高裁勝訴判決から1年10ヶ月経った再雇用拒否二次訴訟

2017年10月25日 | 日の丸・君が代関連ニュース
 ☆ 再雇用拒否二次訴訟 経過と今後の展望 (リベルテ)
 ☆ 《最高裁に係属するまでの経過》
 再雇用拒否第二次裁判は、二〇〇九年九月二九日に提訴、一二月二一日に第一回弁論が開かれました。私たちの裁判は当初、渡邉弘裁判官(南葛再雇用拒否裁判を指揮し、地裁で都教委の裁量権逸脱を認めた裁判官)一人で進められていました。私たちの陳述に耳を傾ける風がほとんど感じられず、傍聴席からは何度か裁判官に対してヤジが飛ぶという雰囲気でした。
 裁判を簡単に終わらせようとする意図があるのではないかと危惧しましたが、すべての弁論を大法廷で行えるように手配するなど、後になって振り返ってみると原告団の要求に沿った法廷指揮を行っていたと思えます。
 原告本人準備書面の提出によって私たち原告二四名全員の発言の機会を得たこともあり、二〇一二年二月までの二年半、十一回の弁論期日を一人で進めました。
 証拠調べに入る直前に竹田光広裁判長に変わり、まもなく裁判体も通常の三人体制になりました。
 ところが、証拠調べの一環として六月・七月の保護者証人一名、原告三名の尋問が行われたあと、一年余公開の法廷が開かれず、その間、原告団・被告(東京都)そして裁判官の三者による弁論準備期日(進行協議)が七回行われました。
 原告団は証拠として、山梨学院大学の荒牧重人教授には国際人権規約および子どもの権利条約に関する意見書、日本教育法学会理事(当時)の浪本勝年元立正大学教授には学習指導要領にかかわる教育法制に関する意見書、そして早稲田大学の岡田正則教授には再雇用制度と裁量権を中心とした行政法にかかわる二通の意見書を依頼し、裁判所に提出しました。

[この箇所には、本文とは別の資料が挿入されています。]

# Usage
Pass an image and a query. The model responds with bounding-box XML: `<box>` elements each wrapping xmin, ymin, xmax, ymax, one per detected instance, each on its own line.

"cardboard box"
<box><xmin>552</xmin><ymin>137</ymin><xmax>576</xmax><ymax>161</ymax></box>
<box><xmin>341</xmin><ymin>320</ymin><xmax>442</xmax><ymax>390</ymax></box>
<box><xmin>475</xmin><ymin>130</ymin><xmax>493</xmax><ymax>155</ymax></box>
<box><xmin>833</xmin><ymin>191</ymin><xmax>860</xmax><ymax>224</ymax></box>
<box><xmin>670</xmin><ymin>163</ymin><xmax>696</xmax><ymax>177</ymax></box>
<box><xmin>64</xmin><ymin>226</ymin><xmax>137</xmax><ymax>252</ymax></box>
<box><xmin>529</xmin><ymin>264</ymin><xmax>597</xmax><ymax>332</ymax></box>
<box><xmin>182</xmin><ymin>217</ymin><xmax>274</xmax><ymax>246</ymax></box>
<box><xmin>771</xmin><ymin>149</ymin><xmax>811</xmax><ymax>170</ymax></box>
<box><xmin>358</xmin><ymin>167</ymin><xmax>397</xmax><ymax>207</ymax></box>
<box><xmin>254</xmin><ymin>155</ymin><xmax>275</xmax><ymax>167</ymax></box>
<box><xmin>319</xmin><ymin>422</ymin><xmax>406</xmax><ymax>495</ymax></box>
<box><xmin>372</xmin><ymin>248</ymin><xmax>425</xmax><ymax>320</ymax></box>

 そして学者証人尋問を要求していたのですが、都がその必要なしと反対し、裁判官も提出された意見書を見れば十分でしょうということで、弁論準備期目での交渉が難航しました。
 そして二〇一四年の七月に突然竹田裁判長が吉田徹裁判長に替わって驚かされましたが、九月の吉田裁判長下での弁論準備期日では、原告から都の再雇用制度と裁量権にかかわる岡田教授の尋問を強く求め、裁判長もそれを認め、十一月二〇日に第十五回弁論期日として岡田教授の証人尋問が行われました。
 都教委の制度は退職者が定年後にその能力を生かして東京都の教育を支えると同時に定年後の生活を支えるために作られている。教師としての質と能力以外のことを採用条件にするのは他事考慮であり違法である。このように岡田教授は、一九八五年の定年制導入に伴って都が制定した制度の、退職後は希望すれば嘱託員として雇用する、という趣旨を誰にも納得させる論理として展開しました。

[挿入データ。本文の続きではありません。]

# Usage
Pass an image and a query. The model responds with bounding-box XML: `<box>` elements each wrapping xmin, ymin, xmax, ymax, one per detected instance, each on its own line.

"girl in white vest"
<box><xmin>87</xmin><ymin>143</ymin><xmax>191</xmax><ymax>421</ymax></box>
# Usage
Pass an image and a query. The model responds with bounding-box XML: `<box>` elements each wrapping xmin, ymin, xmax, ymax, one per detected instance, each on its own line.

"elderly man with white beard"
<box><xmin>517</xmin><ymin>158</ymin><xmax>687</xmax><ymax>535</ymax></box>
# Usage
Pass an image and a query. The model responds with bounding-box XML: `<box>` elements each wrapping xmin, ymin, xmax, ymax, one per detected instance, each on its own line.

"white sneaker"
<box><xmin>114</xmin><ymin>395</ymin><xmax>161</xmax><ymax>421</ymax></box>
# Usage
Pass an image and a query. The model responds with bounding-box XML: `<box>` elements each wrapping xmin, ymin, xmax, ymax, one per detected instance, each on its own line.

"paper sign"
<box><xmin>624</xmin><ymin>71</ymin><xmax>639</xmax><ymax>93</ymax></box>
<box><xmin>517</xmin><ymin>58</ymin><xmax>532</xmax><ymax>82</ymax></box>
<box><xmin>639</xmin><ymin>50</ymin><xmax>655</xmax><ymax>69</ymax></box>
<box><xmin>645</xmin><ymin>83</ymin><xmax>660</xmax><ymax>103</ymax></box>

 そして非常勤教員制度・再任用制度もその延長として制度化されているとし、近年の最高裁判例などを十分示しながら説明を行い、都もほとんど反駁することができないものでした。
 翌二〇一五年二月九日の結審(第十六回弁論)では弁護士が再雇用拒否の構造を図式化し、それを指し示しながらの説明によって傍聴人だけでなく裁判官をも十分に納得させたように見えました。原告二人の陳述も誰をも肯かせずにはおかない説得力を持ったものでした。
 一〇・二三通達は、職務命令によって「日の丸・君が代」に敬意を表することができない教員をあぶりだし、職務命令違反として懲戒処分を科し、職務命令違反を繰り返したものには累積加重処分を行い、一度でも職務命令に違反したものは退職後には職場から排除するという、計画された、あるいはそのように流れていく構造を作り上げる意図をもったものであることを明らかしたのです。
 そして五月二五日の地裁判決に続き、十二月十日の高裁判決では私たちの主張の正しさを確信させる判決が出されました。
 とくに高裁判決では憲法で保障される自由にも触れ、都教委が違法に裁量権を行使したと強く責めたのでした。
 ☆ 《今後の展望》
 私たちの裁判では、東京都の制度設計の趣旨を無視して、都教委が違法に裁量権を行使したことを地裁も高裁も認めたのでした。
 岡田教授が指摘したように、近年は明確な規定を持たずに被雇用者を解雇したり懲戒したりする雇用関係を、司法が是正する方向にあります。だからこそ、私たちに先行した嘱託採用拒否裁判等では、高裁がほぼ無条件に都教委の裁量権を広く認めたことに対し、最高裁では憲法一九条にかかわる問題が存在することに触れ、同等な事件である私たち嘱託・非常勤教員の採用拒否二次裁判での地裁・高裁は裁量権に枠をはめたのではないでしょうか。
 特に思想・信条にかかわる自由を侵す東京都・都教委に歯止めをかけようとしたと考えられます。君が代処分取消し一次裁判の高裁判決も同じような司法の態度ではなかったでしょうか。
 最高裁では少し後退させられたとはいえ、そのような傾向は、この秋の君が代処分取消し第四次裁判の地裁判決でも示されたと言えます。
 しかし、今春の再雇用三次訴訟での高裁判決十年近く時間を逆行させたかのように感じられます。そして現在、再雇用三次訴訟は私たち二次訴訟と同じ最高裁第一小法廷に係属しています。しかも原告団と東京都の上告・被上告の関係はまったく逆の状況になっています。
 最高裁は高裁での判断が割れている同種の事件では、独自の判断をすることが大いに考えられます。いままで私たちは最高裁が東京都の上告受理申立を不受理にすることを願っていましたが、そういう状況ではなくなったと言えるでしょう。
 とはいえ、私たち再雇用拒否二次原告からの最高裁への要請行動などは心理的にも難しい面があります。対応については今後も原告団会議で議論することがあろうと思いますが、現在、再雇用三次の最高裁への要請行動などを支えるという選択を二次原告団として確認しています。